The next era of spaceflight shouldn’t have to make do with hand-me-downs, not with the wealth of materials and designs incubating in labs around the world. With the impending private takeover of orbital and suborbital launches, and the first echoes of a mandate to land humans on Mars, there will be many more people going to space, some of them traveling vast distances. They deserve suits that not only keep them safe, but also live up to their ambitions.
THE LAUNCH SUIT
The first new suits will be streamlined successors to ACES, only they won’t be designed for steely-eyed missile men, but for a new cohort of pilots and passengers who paid hundreds of thousands of dollars to be whisked into space. Called intravehicular activity or launch-entry suits, these are the drop-down oxygen masks of the space industry, devices whose true functionality—which includes pressurization and some measure of life support—kicks in during emergencies.In its initial contract with a suit maker, SpaceX stipulated that the pressure garment must look “badass.”As designers deal for the first time with clients other than NASA, they are being forced to take on new challenges. In an initial contract with suit-maker Orbital Outfitters, SpaceX stipulated that the pressure garment must look “badass.” “You don’t get that sort of verbiage in government contracts,” says Chris Gilman, chief designer at Orbital Outfitters. “I love it.” There are obstacles, however, to badass space suit design. A launch-entry suit is ungainly, an oversize one-piece embedded with rigid interfaces for the helmet and gloves, and enough room to inflate, basketball-like, when pressurized—especially in the seat, so an astronaut isn’t forced to stand up. Gilman plans to counter this “baggy butt” with tactical stitching. Ted Southern, co-founder of Final Frontier Design, which secured initial funding for its 3G Suit through the Kickstarter crowd-funding platform, hopes to use patterning as fashion designers always have—to improve fit. “I honestly think that’s the key,” he says. “The more anthropomorphic it is, the cooler it looks.”

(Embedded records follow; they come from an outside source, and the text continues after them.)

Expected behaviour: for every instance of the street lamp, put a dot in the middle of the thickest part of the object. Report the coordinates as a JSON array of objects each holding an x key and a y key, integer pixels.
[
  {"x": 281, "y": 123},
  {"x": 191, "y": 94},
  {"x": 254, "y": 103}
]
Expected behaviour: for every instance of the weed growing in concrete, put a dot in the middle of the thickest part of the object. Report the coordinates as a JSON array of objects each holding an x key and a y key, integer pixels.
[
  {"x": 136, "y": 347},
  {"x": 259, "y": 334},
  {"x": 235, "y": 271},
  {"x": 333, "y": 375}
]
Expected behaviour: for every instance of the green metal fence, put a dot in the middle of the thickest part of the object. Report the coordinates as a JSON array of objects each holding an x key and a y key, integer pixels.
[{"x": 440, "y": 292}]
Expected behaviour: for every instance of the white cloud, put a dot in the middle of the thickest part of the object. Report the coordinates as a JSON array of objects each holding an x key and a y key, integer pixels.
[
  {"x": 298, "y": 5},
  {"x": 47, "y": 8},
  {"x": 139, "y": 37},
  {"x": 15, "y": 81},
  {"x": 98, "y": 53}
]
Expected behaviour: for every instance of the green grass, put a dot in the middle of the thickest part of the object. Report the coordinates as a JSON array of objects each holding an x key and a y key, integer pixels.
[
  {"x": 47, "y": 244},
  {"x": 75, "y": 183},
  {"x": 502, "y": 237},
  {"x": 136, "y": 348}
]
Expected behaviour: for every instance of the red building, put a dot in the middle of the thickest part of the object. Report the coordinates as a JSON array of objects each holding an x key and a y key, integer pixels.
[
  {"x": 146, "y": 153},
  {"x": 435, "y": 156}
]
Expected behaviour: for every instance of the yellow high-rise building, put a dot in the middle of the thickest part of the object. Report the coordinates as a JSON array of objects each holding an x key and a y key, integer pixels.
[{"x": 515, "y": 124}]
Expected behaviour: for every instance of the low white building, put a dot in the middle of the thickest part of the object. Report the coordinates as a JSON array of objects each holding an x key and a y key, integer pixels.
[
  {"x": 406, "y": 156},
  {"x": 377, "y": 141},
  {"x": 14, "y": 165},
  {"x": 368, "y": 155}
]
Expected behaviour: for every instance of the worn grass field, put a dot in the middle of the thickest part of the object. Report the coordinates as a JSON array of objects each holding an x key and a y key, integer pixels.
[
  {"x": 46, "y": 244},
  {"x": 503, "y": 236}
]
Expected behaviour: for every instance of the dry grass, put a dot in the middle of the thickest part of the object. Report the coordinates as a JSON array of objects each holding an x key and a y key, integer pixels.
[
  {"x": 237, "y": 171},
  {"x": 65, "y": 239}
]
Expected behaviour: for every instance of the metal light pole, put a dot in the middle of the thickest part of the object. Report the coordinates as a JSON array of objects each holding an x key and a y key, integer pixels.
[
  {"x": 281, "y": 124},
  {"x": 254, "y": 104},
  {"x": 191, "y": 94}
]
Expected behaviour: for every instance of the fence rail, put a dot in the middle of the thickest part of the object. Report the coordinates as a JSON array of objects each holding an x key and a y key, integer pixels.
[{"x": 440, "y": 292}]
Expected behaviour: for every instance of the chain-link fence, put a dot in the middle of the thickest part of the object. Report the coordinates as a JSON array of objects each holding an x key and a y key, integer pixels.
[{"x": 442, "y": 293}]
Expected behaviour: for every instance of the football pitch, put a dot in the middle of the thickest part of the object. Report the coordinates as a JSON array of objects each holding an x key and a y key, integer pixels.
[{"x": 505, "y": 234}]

This is the new business of space suit design: to satisfy the needs of commercial customers, whether that means cramming survivability into a svelter package, or coming up with novel, cost-saving innovations in structure and materials selection. The 3G suit—the first of which is slated for delivery as early as January to the Spanish aerospace start-up zero2infinity—eliminates some metal components. Final Frontier is considering replacing others with high-performance plastic. For the IS3 suit that Orbital Outfitters is providing to XCOR Aerospace for use in its suborbital two-seater, the Lynx, the company is exploring disposable elements. Components such as the bladder layer that seals the suit could be swapped out before each launch.